Concurrent 2-round and 3-round BFT protocols under granular synchrony

Consensus protocols for $n=3f+1$ can tolerate $f$ Byzantine faults under partial synchrony. However, they also require a latency of 3 rounds in the good-case when the leader is non-faulty, and the system is synchronous. Can we get a protocol with better latency, or tolerate more faults, if we assume $n=3f+2p+1$?

Better latency: If the actual number of Byzantine faults in an execution are fewer, then the protocol can commit faster. Starting with Fab and Zyzzyva (also see technical reports here and here), later SBFT, and recently KudzuBFT, there is a line of protocols for $n = 3f + 2p + 1$ that can have a two round fast path when there are at most $p$ Byzantine faults, and a regular three round path when there are up to $f$ Byzantine faults, for $p\le f$. See our post on this topic.
Tolerating more faults: There are folklore constructions with $n = 3f+2c+1$ that can tolerate up to $f$ Byzantine faults and $c$ crash faults, which obtain a latency of 3 rounds in the good case.
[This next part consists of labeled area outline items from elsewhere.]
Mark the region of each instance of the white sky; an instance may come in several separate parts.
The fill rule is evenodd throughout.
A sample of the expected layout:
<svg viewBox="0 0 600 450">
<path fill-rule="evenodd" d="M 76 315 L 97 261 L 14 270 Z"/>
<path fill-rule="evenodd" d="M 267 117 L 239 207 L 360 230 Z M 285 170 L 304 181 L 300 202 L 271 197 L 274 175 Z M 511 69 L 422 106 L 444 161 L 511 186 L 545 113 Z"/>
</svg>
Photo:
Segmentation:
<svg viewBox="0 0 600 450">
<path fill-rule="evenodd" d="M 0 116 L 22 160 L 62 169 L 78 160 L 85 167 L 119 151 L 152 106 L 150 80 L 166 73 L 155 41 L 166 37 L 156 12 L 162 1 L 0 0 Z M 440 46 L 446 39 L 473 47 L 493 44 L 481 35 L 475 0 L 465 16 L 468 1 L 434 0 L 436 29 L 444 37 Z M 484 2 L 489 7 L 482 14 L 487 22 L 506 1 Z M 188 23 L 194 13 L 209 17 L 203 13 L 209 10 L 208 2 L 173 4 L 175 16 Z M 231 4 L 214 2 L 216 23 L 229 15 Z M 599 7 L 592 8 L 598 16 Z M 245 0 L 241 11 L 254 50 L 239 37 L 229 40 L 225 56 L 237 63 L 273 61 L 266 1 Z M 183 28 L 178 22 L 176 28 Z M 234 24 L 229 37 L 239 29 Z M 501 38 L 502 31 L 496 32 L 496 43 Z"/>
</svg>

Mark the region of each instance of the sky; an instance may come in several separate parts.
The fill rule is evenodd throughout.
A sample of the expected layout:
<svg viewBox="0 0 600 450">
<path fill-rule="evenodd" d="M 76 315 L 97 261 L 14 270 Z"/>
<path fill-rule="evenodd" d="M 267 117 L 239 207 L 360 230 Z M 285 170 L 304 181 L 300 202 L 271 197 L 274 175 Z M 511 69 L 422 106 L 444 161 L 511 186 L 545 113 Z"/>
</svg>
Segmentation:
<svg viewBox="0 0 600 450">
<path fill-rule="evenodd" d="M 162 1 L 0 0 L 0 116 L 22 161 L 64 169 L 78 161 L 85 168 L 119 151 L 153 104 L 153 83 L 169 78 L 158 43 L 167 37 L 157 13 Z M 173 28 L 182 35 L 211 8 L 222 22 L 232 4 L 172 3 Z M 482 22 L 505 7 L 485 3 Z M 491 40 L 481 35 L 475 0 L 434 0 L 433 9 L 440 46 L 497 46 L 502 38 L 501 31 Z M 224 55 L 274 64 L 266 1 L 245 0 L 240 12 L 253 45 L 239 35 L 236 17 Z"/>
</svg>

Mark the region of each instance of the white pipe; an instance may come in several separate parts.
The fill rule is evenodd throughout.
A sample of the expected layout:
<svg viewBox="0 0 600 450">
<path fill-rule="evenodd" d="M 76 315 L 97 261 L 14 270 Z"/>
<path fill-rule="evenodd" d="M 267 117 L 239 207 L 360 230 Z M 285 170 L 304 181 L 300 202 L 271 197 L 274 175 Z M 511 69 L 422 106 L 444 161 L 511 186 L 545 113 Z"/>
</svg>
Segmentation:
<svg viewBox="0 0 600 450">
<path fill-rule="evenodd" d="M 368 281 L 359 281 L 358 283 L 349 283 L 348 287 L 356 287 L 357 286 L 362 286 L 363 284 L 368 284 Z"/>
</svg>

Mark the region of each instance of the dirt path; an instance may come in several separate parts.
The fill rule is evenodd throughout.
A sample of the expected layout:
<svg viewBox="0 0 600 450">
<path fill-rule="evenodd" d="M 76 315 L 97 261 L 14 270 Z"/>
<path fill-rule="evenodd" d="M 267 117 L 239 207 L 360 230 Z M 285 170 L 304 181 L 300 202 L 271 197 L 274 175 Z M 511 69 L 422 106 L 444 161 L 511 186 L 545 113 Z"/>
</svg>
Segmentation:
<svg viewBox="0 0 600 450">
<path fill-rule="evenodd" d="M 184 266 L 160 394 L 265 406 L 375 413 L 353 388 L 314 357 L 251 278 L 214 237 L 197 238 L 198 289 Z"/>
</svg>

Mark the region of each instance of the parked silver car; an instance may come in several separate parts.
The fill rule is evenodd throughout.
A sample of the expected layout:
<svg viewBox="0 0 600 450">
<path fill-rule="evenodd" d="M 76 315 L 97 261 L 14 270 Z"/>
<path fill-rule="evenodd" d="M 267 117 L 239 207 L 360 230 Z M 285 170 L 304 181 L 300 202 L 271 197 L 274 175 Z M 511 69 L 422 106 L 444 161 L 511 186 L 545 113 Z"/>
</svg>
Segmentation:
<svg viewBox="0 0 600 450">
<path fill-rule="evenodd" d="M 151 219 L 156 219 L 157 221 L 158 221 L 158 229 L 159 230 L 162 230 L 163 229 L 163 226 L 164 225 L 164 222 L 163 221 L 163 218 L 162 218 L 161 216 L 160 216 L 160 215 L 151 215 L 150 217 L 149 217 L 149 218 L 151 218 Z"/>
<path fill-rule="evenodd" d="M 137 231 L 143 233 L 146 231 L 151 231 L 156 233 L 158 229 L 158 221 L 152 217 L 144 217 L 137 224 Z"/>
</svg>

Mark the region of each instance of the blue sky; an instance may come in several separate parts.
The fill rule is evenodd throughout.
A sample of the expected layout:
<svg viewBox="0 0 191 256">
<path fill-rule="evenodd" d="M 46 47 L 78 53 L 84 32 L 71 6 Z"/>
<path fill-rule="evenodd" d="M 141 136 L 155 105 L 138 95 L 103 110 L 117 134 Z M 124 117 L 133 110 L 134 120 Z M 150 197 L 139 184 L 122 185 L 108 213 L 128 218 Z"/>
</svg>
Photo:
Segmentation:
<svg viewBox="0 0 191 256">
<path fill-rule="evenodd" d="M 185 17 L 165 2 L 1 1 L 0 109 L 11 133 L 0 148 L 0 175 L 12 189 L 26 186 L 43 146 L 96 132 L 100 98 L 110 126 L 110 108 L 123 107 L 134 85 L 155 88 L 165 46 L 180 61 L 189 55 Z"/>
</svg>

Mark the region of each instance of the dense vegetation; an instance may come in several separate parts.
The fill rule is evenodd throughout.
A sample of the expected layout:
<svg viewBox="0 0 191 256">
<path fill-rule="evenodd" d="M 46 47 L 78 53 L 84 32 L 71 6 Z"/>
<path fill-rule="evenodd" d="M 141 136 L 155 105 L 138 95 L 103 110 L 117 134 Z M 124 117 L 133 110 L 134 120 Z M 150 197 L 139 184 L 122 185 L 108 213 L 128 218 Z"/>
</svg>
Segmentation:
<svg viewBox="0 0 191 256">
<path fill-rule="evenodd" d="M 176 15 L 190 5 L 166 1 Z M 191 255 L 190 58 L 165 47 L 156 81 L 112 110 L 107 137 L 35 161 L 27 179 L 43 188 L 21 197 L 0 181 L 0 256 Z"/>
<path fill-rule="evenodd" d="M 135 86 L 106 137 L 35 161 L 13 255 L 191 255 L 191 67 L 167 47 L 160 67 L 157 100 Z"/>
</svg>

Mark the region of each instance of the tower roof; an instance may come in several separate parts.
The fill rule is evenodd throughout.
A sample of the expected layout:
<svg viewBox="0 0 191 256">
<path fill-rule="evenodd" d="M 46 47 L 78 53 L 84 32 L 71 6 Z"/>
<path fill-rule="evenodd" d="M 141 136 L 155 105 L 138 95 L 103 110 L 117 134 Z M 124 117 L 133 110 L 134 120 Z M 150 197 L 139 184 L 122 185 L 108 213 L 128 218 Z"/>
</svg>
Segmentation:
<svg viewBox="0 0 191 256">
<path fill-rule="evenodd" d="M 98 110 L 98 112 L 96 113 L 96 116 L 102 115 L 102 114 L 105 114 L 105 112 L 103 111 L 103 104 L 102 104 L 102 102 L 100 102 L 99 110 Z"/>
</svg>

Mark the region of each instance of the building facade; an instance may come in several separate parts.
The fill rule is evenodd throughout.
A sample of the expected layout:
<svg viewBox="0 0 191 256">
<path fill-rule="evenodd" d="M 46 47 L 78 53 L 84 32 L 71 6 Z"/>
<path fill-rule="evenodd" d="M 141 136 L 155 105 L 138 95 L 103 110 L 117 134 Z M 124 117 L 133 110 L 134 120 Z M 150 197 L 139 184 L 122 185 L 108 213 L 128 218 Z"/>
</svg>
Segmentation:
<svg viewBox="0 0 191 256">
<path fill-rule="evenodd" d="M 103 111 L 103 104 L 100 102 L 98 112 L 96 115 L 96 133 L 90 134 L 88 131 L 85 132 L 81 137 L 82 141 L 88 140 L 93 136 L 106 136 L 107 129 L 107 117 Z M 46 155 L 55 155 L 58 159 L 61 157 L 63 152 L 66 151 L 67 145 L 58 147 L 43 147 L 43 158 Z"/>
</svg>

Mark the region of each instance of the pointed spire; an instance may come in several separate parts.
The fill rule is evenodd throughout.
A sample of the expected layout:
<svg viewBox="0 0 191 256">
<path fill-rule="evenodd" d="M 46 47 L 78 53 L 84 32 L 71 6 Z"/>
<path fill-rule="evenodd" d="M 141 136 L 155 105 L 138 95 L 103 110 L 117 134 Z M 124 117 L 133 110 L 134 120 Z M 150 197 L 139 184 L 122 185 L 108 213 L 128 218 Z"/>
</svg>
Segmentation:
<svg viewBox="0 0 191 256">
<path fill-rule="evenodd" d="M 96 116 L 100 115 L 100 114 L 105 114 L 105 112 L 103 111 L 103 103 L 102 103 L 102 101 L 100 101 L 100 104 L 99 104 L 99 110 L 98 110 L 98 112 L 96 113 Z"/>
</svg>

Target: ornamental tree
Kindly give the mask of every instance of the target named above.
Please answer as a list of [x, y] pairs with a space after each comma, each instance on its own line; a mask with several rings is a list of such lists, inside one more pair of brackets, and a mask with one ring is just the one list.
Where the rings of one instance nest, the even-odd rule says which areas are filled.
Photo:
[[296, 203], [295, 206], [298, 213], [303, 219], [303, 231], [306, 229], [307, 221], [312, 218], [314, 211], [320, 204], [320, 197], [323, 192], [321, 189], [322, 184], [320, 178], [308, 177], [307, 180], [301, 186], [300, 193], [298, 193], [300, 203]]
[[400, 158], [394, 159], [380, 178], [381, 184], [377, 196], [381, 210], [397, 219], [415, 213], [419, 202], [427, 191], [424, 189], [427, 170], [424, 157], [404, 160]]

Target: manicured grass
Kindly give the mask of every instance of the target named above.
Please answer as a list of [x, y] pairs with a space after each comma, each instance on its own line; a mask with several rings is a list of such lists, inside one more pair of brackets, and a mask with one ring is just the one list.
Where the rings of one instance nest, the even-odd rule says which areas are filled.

Thus, a natural question is whether we can obtain the best of both worlds:

Good case 2 rounds when there are $\le p$ Byzantine faults, and simultaneously;
Good case 3 rounds when there are $f$ Byzantine and $p$ crash faults.

There are three ways to address this question:

Hydrangea address this question assuming partial synchrony. For $n = 3f+2c+k+1$ (where $k$ is a parameter), they show a protocol with: (i) a good case 2 rounds when there $\le p = (c+k)/2$ Byzantine faults, and (ii) a good case 3 rounds when there are $f$ Byzantine and $c$ crashes. As an example, when setting $c = k (= p)$, we have $n = 3f+3p+1$. Moreover, they show this is tight by presenting a matching lower bound under partial synchrony.
Alpenglow address this question assuming partial synchrony and that no leader can equivocate (Assumption 3 in their paper). For $n = 3f + 2p + 1$, they get a two-round good case when there are at most $p$ Byzantine faults, and a regular three-round good case when there are $f$ Byzantine and $p$ crashes.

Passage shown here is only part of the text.